I read a lot of books written by climate deniers. It’s useful to understand their arguments, half-truths, and lies. In one such book, there was a claim that 30,000 scientists had signed a petition claiming global warming wasn’t really happening. So, I went to the footnotes and checked the source. I found the Oregon Petition Project.
The Oregon Petition Project might be the most ridiculous organized challenge to global warming science I have ever witnessed. The website asks that signatories of the petition to self-identify themselves as being a scientist, and then sign the petition. So, anyone can sign the petition as long as they check the box claiming that they are a scientist. Better yet, you can give yourself a Ph.D if you’d like. Or say you are a climatologist.
The Oregon Petition website claims: “31,486 American scientists have signed this petition, including 9,029 with PhDs.” Among the signatories are: Perry Mason (TV detective), John Grisham (author of The Firm and The Client), and, my personal favorite, Dr. Geri Halliwell (Ginger Spice, Ph.D).
In 2001, Scientific American wrote:
Many conservatives regard the “scientific consensus” about global warming as a media concoction. After all, didn’t 17,100 skeptical scientists sign a petition circulated in 1998 by the Oregon Institute of Science and Medicine?
Scientific American took a random sample of 30 of the 1,400 signatories claiming to hold a Ph.D. in a climate-related science. Of the 26 we were able to identify in various databases, 11 said they still agreed with the petition—one was an active climate researcher, two others had relevant expertise, and eight signed based on an informal evaluation.

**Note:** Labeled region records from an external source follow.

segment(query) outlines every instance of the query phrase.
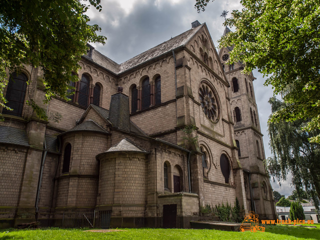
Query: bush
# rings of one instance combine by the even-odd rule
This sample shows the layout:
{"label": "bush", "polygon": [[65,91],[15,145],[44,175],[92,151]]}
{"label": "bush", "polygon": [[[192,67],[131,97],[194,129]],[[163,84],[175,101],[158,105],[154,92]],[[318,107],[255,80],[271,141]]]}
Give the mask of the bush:
{"label": "bush", "polygon": [[290,219],[291,220],[304,220],[306,218],[304,208],[298,202],[293,202],[290,206]]}

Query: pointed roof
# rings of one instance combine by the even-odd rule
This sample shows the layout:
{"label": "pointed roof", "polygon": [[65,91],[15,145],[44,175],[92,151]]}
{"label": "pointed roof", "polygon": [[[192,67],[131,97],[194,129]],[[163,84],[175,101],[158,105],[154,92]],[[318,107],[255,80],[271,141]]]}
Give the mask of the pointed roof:
{"label": "pointed roof", "polygon": [[59,134],[59,136],[75,132],[94,132],[102,134],[109,134],[93,120],[88,120],[76,126],[74,128]]}
{"label": "pointed roof", "polygon": [[136,152],[148,154],[144,150],[136,145],[128,138],[122,139],[118,143],[108,149],[105,152]]}

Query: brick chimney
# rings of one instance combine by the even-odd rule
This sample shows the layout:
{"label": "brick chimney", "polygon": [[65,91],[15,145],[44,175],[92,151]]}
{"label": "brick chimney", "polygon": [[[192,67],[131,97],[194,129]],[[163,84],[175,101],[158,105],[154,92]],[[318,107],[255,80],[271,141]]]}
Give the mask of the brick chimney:
{"label": "brick chimney", "polygon": [[118,92],[111,96],[108,119],[113,127],[130,132],[129,97],[122,93],[122,90],[118,86]]}

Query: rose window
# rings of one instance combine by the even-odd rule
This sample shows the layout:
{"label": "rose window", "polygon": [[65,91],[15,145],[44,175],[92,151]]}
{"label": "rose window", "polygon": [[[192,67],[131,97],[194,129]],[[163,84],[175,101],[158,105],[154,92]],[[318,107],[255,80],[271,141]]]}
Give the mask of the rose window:
{"label": "rose window", "polygon": [[201,106],[206,117],[212,122],[218,119],[218,104],[211,88],[202,84],[199,88],[199,98]]}

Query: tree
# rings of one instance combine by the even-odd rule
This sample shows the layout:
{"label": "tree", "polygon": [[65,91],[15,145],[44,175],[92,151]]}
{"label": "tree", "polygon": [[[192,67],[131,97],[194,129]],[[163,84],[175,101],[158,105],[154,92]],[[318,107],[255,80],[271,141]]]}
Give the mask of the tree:
{"label": "tree", "polygon": [[274,190],[274,200],[276,200],[276,202],[278,202],[282,198],[284,198],[284,195],[282,195],[278,192]]}
{"label": "tree", "polygon": [[[210,0],[196,0],[198,11]],[[303,119],[307,131],[320,129],[320,0],[247,0],[225,24],[236,30],[224,36],[232,46],[230,62],[242,61],[244,72],[257,68],[275,94],[288,104],[272,121]],[[288,87],[290,90],[287,92]],[[310,140],[320,144],[320,133]]]}
{"label": "tree", "polygon": [[304,199],[309,199],[309,195],[308,193],[304,190],[300,190],[300,191],[298,192],[296,190],[294,190],[292,191],[291,195],[288,196],[288,199],[289,200],[300,200],[300,202],[302,202],[302,200]]}
{"label": "tree", "polygon": [[[100,0],[89,0],[101,10]],[[46,104],[58,96],[68,100],[70,81],[80,68],[87,42],[104,43],[98,36],[98,25],[88,24],[86,12],[90,6],[78,0],[4,0],[0,4],[0,106],[6,106],[4,90],[8,80],[6,70],[19,71],[24,65],[40,68],[44,72]],[[33,69],[33,68],[32,68]],[[38,116],[46,112],[34,101],[28,101]]]}
{"label": "tree", "polygon": [[291,202],[284,196],[282,196],[279,202],[276,204],[276,206],[290,206]]}
{"label": "tree", "polygon": [[306,218],[304,208],[298,202],[292,202],[290,206],[290,219],[304,220]]}
{"label": "tree", "polygon": [[[272,113],[286,105],[274,97],[270,98],[269,102]],[[291,172],[292,184],[296,190],[296,198],[302,198],[306,190],[318,208],[320,197],[320,146],[310,142],[308,138],[318,132],[302,130],[304,124],[302,120],[268,123],[272,156],[268,158],[266,164],[274,180],[286,180],[288,172]]]}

Six said they would not sign the petition today, three did not remember any such petition, one had died, and five did not answer repeated messages. Crudely extrapolating, the petition supporters include a core of about 200 climate researchers—a respectable number, though rather a small fraction of the climatological community.
For nearly 13 years, the Oregon Petition has collected unverified signatures. This would all be a big joke, except climate deniers use the Oregon Project as source material. When a book claims that 30,000 scientists have signed a petition, it sounds like legitimate proof. Like most of the deniers’ claims, other deniers will believe them without further inspection. As with the rest of global warming, the devil is in the details—or in this case, the footnotes.